= Josef Traxel =

German opera singer

Josef Traxel (29 September 1916 in Mainz - 8 October 1975 in Stuttgart) was a German operatic tenor, particularly associated with Mozart roles and the German repertory.

He studied at the Darmstadt Conservatory, but was conscripted into the army before beginning his career. However, he was able to make his debut in Mainz, as Don Ottavio, in 1942, while on sick-leave from the army. After internment in Britain as a prisoner of war, he returned to Germany and resumed his career in Nuremberg in 1946, where he remained until 1952, he then joined the Stuttgart Opera. The same year, he appeared at the Salzburg Festival, where he sang the role of Mercury at the premiere of Richard Strauss's Die Liebe der Danae. In 1954, he first appeared at the Bayreuth Festival as Froh in Rheingold, returning as Walther in Tannhäuser, as Erik and the Steuermann in Der fliegende Holländer, the young sailor in Tristan und Isolde, a Knight in Parsifal, and in 1957, as Stolzing in Die Meistersinger von Nürnberg.

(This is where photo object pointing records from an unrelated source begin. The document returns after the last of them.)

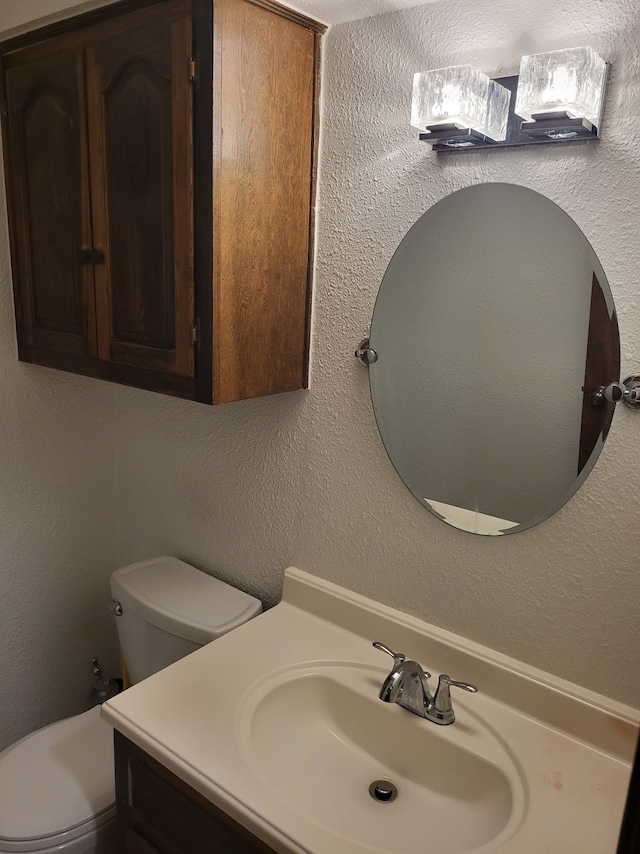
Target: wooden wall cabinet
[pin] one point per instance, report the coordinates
(157, 813)
(160, 164)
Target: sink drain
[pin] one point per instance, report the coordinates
(383, 790)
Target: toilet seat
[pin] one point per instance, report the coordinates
(57, 786)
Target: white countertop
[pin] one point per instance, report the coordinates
(575, 747)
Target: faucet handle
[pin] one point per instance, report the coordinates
(442, 712)
(398, 657)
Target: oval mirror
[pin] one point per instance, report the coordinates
(493, 326)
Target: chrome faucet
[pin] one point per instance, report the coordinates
(407, 684)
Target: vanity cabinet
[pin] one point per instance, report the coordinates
(160, 181)
(157, 813)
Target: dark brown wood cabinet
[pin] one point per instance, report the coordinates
(158, 812)
(160, 164)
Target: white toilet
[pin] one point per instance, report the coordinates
(56, 785)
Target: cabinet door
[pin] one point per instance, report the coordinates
(49, 209)
(139, 119)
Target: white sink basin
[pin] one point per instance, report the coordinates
(320, 737)
(279, 724)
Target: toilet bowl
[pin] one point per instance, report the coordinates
(57, 784)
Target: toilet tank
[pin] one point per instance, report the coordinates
(169, 608)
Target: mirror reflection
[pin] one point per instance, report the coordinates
(493, 325)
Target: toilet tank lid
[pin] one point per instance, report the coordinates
(182, 600)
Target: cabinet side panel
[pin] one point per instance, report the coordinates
(263, 128)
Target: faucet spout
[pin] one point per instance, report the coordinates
(406, 684)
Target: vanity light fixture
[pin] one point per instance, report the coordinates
(557, 97)
(460, 106)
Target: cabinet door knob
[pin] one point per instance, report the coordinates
(90, 256)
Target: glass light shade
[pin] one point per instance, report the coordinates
(460, 96)
(570, 81)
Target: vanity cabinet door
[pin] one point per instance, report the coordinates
(139, 96)
(158, 812)
(49, 206)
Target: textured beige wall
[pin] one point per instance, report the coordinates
(57, 516)
(247, 488)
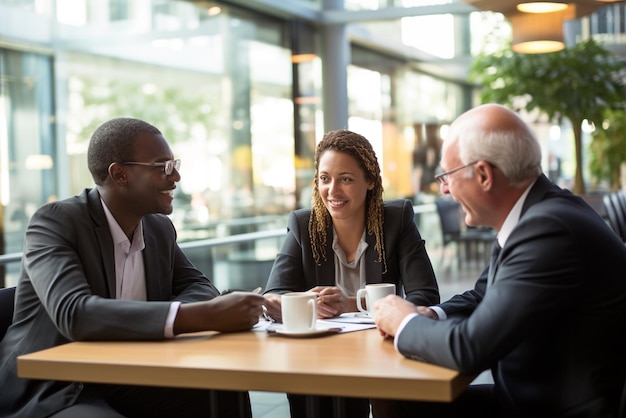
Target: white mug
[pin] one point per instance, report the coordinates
(372, 293)
(299, 310)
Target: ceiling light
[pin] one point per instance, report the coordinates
(541, 7)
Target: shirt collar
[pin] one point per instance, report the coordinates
(119, 237)
(513, 217)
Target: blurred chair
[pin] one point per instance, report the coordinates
(475, 241)
(616, 214)
(7, 297)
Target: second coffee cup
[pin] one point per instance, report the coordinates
(372, 293)
(299, 311)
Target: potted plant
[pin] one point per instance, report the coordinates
(581, 82)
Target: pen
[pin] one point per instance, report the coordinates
(257, 291)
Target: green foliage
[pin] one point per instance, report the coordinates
(608, 148)
(579, 82)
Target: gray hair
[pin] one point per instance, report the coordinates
(509, 146)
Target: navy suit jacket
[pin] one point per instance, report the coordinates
(550, 326)
(66, 292)
(408, 264)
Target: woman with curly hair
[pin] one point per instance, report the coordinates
(349, 238)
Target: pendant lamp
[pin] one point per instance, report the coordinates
(538, 25)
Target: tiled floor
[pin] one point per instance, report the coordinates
(452, 277)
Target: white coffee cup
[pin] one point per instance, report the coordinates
(299, 310)
(372, 293)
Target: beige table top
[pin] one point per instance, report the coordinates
(357, 363)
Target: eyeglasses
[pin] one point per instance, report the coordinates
(168, 166)
(442, 178)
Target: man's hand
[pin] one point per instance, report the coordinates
(390, 312)
(237, 311)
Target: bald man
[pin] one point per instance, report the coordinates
(546, 314)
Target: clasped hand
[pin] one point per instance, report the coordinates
(391, 311)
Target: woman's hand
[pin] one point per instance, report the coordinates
(331, 301)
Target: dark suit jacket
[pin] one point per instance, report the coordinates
(550, 325)
(408, 265)
(66, 292)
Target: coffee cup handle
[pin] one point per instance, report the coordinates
(313, 304)
(359, 296)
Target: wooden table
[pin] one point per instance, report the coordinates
(357, 363)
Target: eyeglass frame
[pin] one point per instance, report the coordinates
(169, 165)
(442, 178)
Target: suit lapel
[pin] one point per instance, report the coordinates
(151, 265)
(104, 240)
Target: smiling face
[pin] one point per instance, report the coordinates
(149, 189)
(342, 186)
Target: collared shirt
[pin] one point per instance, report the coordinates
(510, 222)
(130, 278)
(349, 276)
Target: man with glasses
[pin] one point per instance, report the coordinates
(544, 315)
(105, 265)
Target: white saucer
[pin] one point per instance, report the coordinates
(304, 334)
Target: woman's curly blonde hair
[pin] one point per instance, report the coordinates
(361, 150)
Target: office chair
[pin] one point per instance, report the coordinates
(7, 297)
(454, 230)
(615, 219)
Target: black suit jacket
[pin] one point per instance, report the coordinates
(66, 292)
(408, 265)
(550, 325)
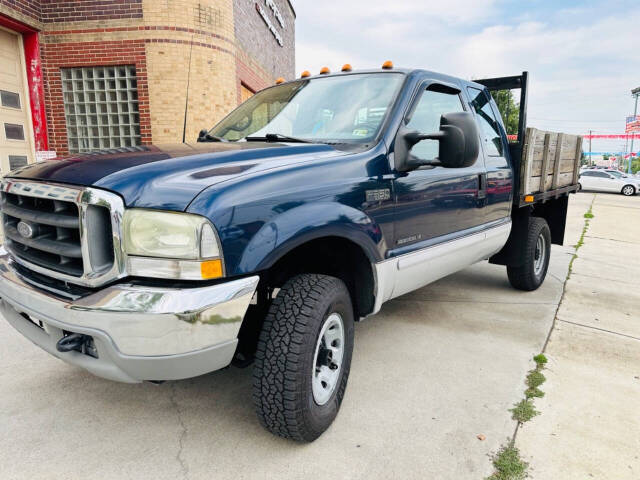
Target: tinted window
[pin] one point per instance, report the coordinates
(340, 109)
(9, 99)
(426, 119)
(487, 123)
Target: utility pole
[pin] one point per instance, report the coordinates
(636, 93)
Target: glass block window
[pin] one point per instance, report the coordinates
(101, 107)
(17, 161)
(14, 131)
(9, 99)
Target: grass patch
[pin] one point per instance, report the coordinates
(533, 392)
(588, 216)
(540, 360)
(524, 410)
(535, 379)
(509, 465)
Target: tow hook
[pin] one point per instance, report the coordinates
(75, 341)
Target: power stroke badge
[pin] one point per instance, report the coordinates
(378, 195)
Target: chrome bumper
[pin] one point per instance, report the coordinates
(140, 333)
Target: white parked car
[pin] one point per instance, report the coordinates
(608, 181)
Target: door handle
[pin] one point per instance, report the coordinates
(482, 186)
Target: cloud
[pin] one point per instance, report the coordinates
(582, 65)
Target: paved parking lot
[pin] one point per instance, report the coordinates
(433, 370)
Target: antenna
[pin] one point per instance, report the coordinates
(186, 100)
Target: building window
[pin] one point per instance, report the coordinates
(9, 99)
(13, 131)
(101, 107)
(17, 161)
(245, 93)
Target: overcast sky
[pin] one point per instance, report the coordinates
(583, 57)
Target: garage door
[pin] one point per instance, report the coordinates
(15, 134)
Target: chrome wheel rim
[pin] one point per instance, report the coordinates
(327, 361)
(538, 262)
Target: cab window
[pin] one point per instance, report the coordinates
(488, 124)
(426, 119)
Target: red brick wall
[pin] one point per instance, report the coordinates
(61, 55)
(82, 10)
(26, 7)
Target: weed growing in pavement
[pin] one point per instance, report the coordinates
(524, 410)
(588, 216)
(540, 360)
(508, 464)
(535, 378)
(533, 392)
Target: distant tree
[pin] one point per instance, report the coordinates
(509, 110)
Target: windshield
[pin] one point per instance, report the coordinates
(343, 109)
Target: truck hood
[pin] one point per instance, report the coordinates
(170, 176)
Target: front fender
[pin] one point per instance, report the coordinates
(304, 223)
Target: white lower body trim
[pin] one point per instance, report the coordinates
(405, 273)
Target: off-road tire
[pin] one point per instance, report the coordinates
(284, 361)
(628, 190)
(524, 277)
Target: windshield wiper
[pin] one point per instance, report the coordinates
(205, 136)
(276, 137)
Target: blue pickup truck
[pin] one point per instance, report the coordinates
(304, 210)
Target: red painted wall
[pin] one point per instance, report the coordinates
(61, 55)
(31, 43)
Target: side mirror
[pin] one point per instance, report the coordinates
(459, 145)
(202, 136)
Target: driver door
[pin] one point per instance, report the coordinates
(435, 202)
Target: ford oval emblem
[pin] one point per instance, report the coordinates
(25, 230)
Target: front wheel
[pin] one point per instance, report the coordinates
(303, 357)
(536, 252)
(628, 190)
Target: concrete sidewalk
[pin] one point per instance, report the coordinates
(433, 370)
(589, 425)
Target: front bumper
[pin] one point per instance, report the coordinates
(140, 333)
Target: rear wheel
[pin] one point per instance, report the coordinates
(535, 254)
(303, 357)
(628, 190)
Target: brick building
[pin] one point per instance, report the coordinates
(83, 75)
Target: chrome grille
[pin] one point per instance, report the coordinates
(65, 232)
(44, 231)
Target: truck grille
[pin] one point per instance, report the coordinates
(67, 233)
(44, 232)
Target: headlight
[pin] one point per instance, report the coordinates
(171, 245)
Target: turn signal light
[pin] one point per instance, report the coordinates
(211, 269)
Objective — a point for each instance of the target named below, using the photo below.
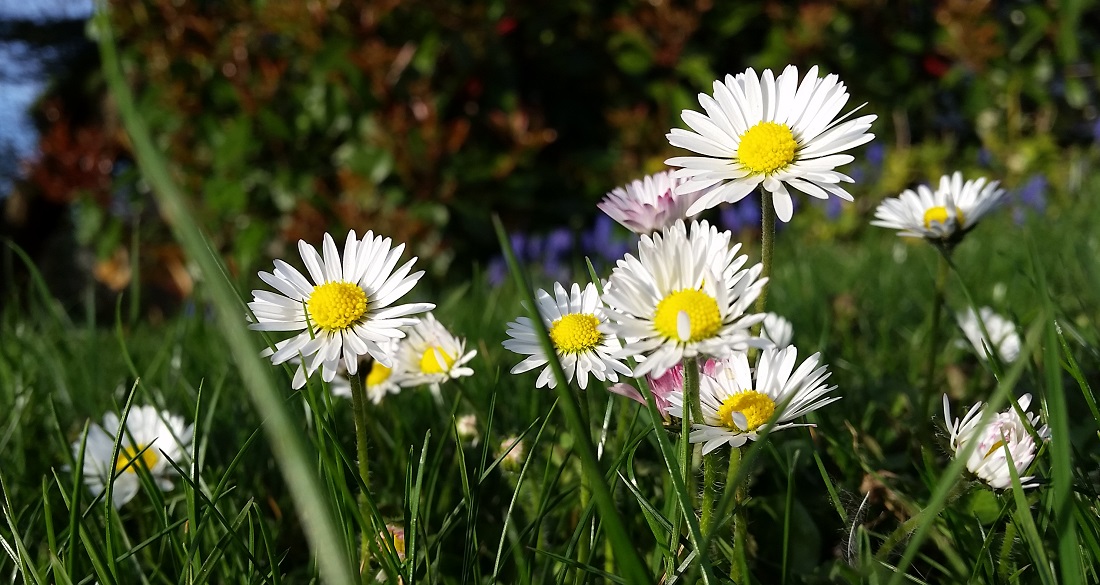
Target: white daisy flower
(150, 439)
(737, 405)
(772, 132)
(345, 312)
(946, 213)
(380, 381)
(988, 460)
(777, 330)
(648, 205)
(580, 333)
(1002, 333)
(683, 296)
(432, 355)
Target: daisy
(579, 331)
(648, 205)
(1002, 333)
(380, 381)
(772, 132)
(683, 296)
(150, 439)
(738, 403)
(344, 312)
(988, 459)
(944, 214)
(432, 355)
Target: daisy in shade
(738, 403)
(432, 355)
(648, 205)
(345, 311)
(1002, 338)
(380, 381)
(150, 440)
(988, 459)
(771, 132)
(944, 214)
(685, 295)
(580, 334)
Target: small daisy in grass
(988, 459)
(344, 312)
(580, 334)
(738, 401)
(432, 355)
(685, 295)
(771, 132)
(150, 439)
(1002, 338)
(648, 205)
(944, 214)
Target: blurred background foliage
(288, 119)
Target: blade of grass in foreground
(287, 442)
(629, 562)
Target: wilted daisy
(738, 403)
(777, 330)
(648, 205)
(580, 334)
(683, 296)
(772, 132)
(945, 214)
(150, 439)
(432, 355)
(344, 312)
(988, 460)
(1002, 333)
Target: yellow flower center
(939, 214)
(130, 453)
(702, 312)
(767, 147)
(337, 306)
(575, 333)
(430, 362)
(377, 375)
(756, 407)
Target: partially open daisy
(988, 459)
(432, 355)
(945, 214)
(149, 440)
(772, 132)
(684, 295)
(648, 205)
(344, 312)
(738, 403)
(580, 334)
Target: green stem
(359, 414)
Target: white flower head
(738, 401)
(777, 330)
(579, 331)
(988, 459)
(685, 295)
(150, 439)
(344, 312)
(649, 205)
(432, 355)
(1002, 333)
(944, 214)
(772, 132)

He was also a frequent guest at the Munich State Opera and the Vienna State Opera, also appearing in the Netherlands and Switzerland. He frequently performed in, and recorded, sacred music.

He possessed a finely poised tenor with an unusually high tessitura, his wide repertoire ranged from Belmonte to Siegmund, he was also active in concert, often appearing in Bach's oratorios. In 1963, he was a teacher at the Stuttgart Musikhochschule.